From mboxrd@z Thu Jan  1 00:00:00 1970
From: Mark Lord <liml@rtr.ca>
Subject: Re: libata-eh/pmp command sequence on NCQ media error
Date: Wed, 30 Apr 2008 17:33:38 -0400
Message-ID: <4818E5B2.1040801@rtr.ca>
References: <480F9D29.4070603@rtr.ca> <480FF229.2060808@rtr.ca> <481168FA.5020709@pobox.com> <4811E2FB.4040100@rtr.ca> <48120269.8020101@gmail.com>
Mime-Version: 1.0
Content-Type: text/plain; charset=UTF-8; format=flowed
Content-Transfer-Encoding: 7bit
Return-path: <linux-ide-owner@vger.kernel.org>
Received: from rtr.ca ([76.10.145.34]:4274 "EHLO mail.rtr.ca"
	rhost-flags-OK-OK-OK-OK) by vger.kernel.org with ESMTP
	id S1756231AbYD3Vdk (ORCPT <rfc822;linux-ide@vger.kernel.org>);
	Wed, 30 Apr 2008 17:33:40 -0400
In-Reply-To: <48120269.8020101@gmail.com>
Sender: linux-ide-owner@vger.kernel.org
List-Id: linux-ide@vger.kernel.org
To: Tejun Heo <htejun@gmail.com>
Cc: Jeff Garzik <jgarzik@pobox.com>, IDE/ATA development list <linux-ide@vger.kernel.org>

Tejun Heo wrote:
> Mark Lord wrote:
..
>> So, for sata_mv at least, I'd kinda like to have libata-eh attempt
>> the READ_LOG_EXT_10H before it tries to (unsuccessfully) access the
>> per-port SCRs on the PMP.
>>
>> For now, I'll try and hack something into my local tree to ensure
>> that things will actually work that way around without any other
>> unforseen complications.
>>
>> But for upstream, I'm thinking maybe a HORKAGE flag or something?
>> I'm still trying to avoid having to pull a lot of libata-eh/pmp code
>> into sata_mv for local customizations.
> 
> w00t w00t I thought about that when I wrote NCQ EH.  All you have to do 
> is to export ata_eh_analyze_ncq_error() can call it right after 
> error_handler starts and put the controller into a working state (so 
> that SCR accesses work again).  After it finishes, call the generic 
> handler.  The second time around ata_eh_analyze_ncq_error() will be 
> no-op and you should get what you want.
..

Tejun, I've implemented this, and it sort of works now.
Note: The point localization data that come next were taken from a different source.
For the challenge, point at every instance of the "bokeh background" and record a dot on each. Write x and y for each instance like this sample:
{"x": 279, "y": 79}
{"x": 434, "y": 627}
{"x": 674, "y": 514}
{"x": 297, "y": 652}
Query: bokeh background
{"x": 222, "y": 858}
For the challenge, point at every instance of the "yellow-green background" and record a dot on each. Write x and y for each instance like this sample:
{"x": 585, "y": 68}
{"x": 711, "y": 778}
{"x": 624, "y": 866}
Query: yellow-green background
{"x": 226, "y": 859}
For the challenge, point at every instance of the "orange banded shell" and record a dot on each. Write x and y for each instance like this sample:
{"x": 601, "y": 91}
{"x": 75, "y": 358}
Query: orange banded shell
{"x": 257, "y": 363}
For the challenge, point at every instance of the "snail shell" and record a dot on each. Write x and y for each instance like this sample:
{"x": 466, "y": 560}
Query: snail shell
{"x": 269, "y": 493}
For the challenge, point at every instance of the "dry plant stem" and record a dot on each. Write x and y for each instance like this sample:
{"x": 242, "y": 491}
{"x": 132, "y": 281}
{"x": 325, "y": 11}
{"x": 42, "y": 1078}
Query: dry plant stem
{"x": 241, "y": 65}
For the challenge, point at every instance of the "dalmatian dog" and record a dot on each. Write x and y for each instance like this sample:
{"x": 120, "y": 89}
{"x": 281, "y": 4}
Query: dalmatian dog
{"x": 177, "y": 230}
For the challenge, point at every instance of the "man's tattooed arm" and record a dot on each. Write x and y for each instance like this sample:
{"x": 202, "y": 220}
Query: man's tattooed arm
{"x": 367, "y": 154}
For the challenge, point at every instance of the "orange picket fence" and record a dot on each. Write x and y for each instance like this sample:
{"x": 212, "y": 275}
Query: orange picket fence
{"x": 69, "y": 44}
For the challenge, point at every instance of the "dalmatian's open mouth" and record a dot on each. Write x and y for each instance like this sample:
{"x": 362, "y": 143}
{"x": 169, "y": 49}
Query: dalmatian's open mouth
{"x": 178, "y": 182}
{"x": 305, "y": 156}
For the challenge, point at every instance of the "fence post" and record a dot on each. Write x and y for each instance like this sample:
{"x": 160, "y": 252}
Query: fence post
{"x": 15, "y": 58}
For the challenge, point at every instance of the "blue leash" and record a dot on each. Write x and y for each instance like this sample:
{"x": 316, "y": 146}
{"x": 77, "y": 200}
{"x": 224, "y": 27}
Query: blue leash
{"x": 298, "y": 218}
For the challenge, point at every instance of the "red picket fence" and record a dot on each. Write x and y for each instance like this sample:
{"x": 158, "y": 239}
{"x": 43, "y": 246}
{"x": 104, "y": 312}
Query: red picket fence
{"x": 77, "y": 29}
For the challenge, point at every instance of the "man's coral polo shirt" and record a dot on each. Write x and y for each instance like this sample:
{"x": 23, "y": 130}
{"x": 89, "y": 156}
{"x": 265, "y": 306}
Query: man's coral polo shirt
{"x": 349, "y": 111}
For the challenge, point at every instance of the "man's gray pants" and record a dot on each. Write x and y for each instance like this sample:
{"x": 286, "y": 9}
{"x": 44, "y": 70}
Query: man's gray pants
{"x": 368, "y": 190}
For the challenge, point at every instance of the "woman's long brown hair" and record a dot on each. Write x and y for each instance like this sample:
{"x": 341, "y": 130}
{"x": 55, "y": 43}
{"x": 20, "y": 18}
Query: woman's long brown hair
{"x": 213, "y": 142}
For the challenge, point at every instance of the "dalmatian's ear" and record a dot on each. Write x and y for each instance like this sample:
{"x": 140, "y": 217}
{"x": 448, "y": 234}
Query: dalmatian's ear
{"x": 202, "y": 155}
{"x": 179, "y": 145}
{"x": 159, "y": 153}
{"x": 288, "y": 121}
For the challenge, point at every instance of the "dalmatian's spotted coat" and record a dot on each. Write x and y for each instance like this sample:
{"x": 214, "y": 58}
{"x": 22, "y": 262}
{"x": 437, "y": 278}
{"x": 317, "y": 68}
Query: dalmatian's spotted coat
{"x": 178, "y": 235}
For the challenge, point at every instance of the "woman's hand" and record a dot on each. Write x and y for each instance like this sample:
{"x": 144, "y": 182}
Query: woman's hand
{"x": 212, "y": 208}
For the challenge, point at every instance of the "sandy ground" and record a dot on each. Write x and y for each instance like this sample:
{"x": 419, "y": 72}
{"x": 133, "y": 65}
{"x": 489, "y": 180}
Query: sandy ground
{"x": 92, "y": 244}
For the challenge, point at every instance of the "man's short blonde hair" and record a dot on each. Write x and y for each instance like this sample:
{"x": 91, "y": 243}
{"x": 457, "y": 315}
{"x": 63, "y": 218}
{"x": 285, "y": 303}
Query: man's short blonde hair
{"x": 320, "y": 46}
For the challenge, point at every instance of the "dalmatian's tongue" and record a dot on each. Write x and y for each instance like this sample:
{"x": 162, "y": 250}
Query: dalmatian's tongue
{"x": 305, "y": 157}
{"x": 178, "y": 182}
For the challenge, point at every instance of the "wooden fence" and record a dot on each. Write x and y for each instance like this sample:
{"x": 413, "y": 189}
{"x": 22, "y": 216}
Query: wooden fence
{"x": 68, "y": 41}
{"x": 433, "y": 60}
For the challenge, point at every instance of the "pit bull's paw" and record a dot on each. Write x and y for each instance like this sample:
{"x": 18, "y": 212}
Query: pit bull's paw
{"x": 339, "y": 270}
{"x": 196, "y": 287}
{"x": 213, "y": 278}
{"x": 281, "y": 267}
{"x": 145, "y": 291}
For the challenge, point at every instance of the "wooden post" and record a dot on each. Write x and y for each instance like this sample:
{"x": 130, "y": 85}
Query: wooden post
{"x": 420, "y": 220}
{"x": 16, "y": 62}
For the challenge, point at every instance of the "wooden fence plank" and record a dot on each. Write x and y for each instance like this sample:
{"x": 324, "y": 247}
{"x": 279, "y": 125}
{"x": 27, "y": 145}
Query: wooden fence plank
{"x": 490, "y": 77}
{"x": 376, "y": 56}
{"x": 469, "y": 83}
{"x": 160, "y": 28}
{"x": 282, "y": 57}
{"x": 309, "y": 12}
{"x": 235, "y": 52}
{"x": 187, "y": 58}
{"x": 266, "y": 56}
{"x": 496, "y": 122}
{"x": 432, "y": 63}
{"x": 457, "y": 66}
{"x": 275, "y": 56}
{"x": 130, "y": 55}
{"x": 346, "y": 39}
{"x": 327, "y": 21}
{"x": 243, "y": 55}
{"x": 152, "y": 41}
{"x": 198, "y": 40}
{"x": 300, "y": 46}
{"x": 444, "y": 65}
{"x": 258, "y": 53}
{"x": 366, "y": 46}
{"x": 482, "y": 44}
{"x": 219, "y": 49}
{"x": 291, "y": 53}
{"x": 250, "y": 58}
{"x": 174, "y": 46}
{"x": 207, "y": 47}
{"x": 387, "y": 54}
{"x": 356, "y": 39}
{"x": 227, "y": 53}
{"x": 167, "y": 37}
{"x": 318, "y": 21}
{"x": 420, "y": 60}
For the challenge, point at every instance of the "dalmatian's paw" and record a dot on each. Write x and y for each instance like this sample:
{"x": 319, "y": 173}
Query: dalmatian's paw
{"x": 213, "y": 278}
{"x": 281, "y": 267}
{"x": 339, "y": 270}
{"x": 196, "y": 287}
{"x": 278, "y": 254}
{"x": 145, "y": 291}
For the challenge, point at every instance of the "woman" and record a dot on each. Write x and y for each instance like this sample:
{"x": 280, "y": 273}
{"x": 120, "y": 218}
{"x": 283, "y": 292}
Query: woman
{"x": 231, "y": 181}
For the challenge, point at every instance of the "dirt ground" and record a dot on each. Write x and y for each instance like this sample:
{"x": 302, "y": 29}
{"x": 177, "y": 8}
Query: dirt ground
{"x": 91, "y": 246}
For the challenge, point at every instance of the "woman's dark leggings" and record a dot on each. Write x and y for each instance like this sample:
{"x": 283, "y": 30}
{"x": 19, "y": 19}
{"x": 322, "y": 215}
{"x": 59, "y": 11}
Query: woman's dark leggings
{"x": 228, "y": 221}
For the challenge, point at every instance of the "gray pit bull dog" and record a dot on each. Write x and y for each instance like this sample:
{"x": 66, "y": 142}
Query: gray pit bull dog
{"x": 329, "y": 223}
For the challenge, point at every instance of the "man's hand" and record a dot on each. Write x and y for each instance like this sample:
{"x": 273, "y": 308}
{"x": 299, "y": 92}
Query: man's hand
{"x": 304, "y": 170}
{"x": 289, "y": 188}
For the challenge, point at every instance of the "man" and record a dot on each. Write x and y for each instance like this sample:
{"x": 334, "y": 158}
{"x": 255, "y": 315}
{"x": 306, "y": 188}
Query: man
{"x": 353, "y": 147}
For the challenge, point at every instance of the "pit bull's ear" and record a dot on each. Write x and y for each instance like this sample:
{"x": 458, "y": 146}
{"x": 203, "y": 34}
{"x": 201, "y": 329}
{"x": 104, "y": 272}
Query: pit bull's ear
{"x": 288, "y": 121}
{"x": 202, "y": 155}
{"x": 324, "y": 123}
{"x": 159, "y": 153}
But libata-eh is interfering in a different way.
It reads the SCR_ERROR register for the PMP link,
notices that the SERR_COMM_RECOVERED bit is set,
and then decides to perform a full reset.

This bit seems to be always set whenever sata_mv tries
to report device-errors (media errors) in NCQ for a pmp.

I'll have to dig some more, but it's probably just leftover
from the initial probe/reset time or something.
This is a Marvell PM.

My understanding was, that this particular bit is supposed
to be for information purposes only, letting us know that
the hardware has automatically recovered from a soft error.

So why are we taking a hammer to things there? 

Cheers